Ein Urteil des OLG Karlsruhe befasste sich eingehend mit dem Thema geschlechtsneutraler Anreden auf Webseiten. Das Urteil aus Deutschland gilt als wegbereitend für Webshops, Internetseiten – und es tangiert sogar das gesamte Marketing.
Fehlendes Auswahlfeld im Webshop vor Gericht
Im besagten Fall ging es um einen Einkauf innerhalb eines Webshops. Der Betreiber bot auf seiner Seite keine geschlechtsneutrale Anrede an – spätestens beim Bestellen und Bezahlen mussten Käufer zwischen den Anreden “Herr” oder “Frau” auswählen.

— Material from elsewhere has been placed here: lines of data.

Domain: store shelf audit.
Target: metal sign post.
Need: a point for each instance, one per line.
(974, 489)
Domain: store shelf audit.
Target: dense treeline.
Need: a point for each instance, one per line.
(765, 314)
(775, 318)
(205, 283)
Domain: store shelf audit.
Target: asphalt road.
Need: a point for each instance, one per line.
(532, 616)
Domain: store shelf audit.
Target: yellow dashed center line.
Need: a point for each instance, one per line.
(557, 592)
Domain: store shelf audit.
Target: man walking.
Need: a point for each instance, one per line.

Das OLG Karlsruhe wertete diesen Umstand als Verstoss gegen den Allgemeinen Gleichbehandlungsgrundsatz. Ferner stufte man den Verstoss als unzulässige Diskriminierung ein, allerdings resultierte daraus kein Anspruch auf Entschädigung. Hier gelangen Sie zum vollständigen Urteil.
Gericht fordert Ausräumung von Wiederholungsgefahr
Es kam zwar zu keinem Schadensersatzanspruch, dennoch muss der Betreiber des Webshops nun handeln. Um einer möglichen weiteren Unterlassungsklage zu entgehen, besteht die Pflicht auf “Ausräumung der Wiederholungsgefahr”. Im konkreten Fall ist es also damit getan, dass der Shop-Betreiber auf seiner Webseite für alle künftigen Kunden die Auswahlmöglichkeit einer geschlechtsneutralen Anrede schafft.
Handelt der Betreiber jedoch nicht, könnte das früher oder später doch Folgen haben. Der Schaden beim Fehlen von geschlechtsneutralen Anreden auf Webseiten mag rechtlich “immateriell” sein, aber bei Wiederholungstätern könnte die Diskriminierung durchaus irgendwann die nötige Intensität erreichen.
Geschlechtsneutrale Anrede in Webseiten und Marketing einbinden
Tatsächlich ist es nicht besonders kompliziert, sich auf die Zukunft der geschlechtergerechten Sprache vorzubereiten. Trotz allem ist es natürlich mit einem gewissen Aufwand verbunden. Jede Online-Dienstleistung enthält irgendwo Textfelder mit persönlichen Anreden. Und wer sich bei der Anpassung nur auf vorhandene Auswahl- oder Ankreuzfelder konzentriert, vergisst vielleicht einige weitere relevante Textpassagen. Nachfolgend eine beispielhafte Auflistung, wo überall geschlechterneutrale Anreden Verwendung finden können (und sollten!).
- Texte auf Webseiten, die Besucher direkt ansprechen (auch Blogs)
- Landing-Pages
- Webshops: insbesondere beim Bestell- und Bezahlvorgang
- Werbeanzeigen mit Textinhalten, in denen eine Anrede vorhanden ist
- Newsletter mit persönlicher Anrede
- kompletter Mail- und Schriftverkehr mit Kunden
Tipps für geschlechtsneutrale Anreden auf Webseiten
Im Falle von Auswahlfeldern gehen viele Betreiber mittlerweile dazu über, zusätzlich zu “Herr” und “Frau” ein Feld mit “divers” anzubieten. Bei persönlichen Anreden gestaltet sich das hingegen ein wenig anders. Hier müssen schliesslich ganze Worte entweder umgestellt werden oder komplett entfallen. Wir haben ein paar Beispiele aus der Praxis zusammengetragen.
- Grussformel und dann direkt der Name (ohne Anrede): Guten Tag Vorname Nachname / Hallo Vorname Nachname
- Anrede ganz weglassen und sofort mit der Einleitung starten. Dies kommt logischerweise ganz auf den Kontext an. Kunden direkt ansprechen, je nach Bedarf/Zielgruppe mit Du oder Sie.
- Beispiel für erfolgreiche Registrierung/Anmeldung: Schön, dass du bei uns bist!
- Anleitungen bzw. Instruktionen auf der Webseite: In nur X Schritten sind Sie am Ziel. Klicken Sie einfach auf den Button, um…
- Beispiel für Newsletter-Einleitung: Da Sie sich bei unserem Newsletter angemeldet haben, informieren wir Sie heute über die neuesten Produkte in unserem Sortiment.
- Die Mehrzahl kann ebenfalls eine “geschlechts-entschärfende” Wirkung haben. Sie eignet sich besonders in Texten, die an mehrere Personen adressiert sind. Anstatt dem bekannten “Sehr geehrte Damen und Herren” – keine geschlechtsneutrale Anrede – bieten sich hier Beispiele wie “An alle Kunden” oder “An unseren Kundenstamm“. “Geschätzte Kunden” ist ebenso möglich.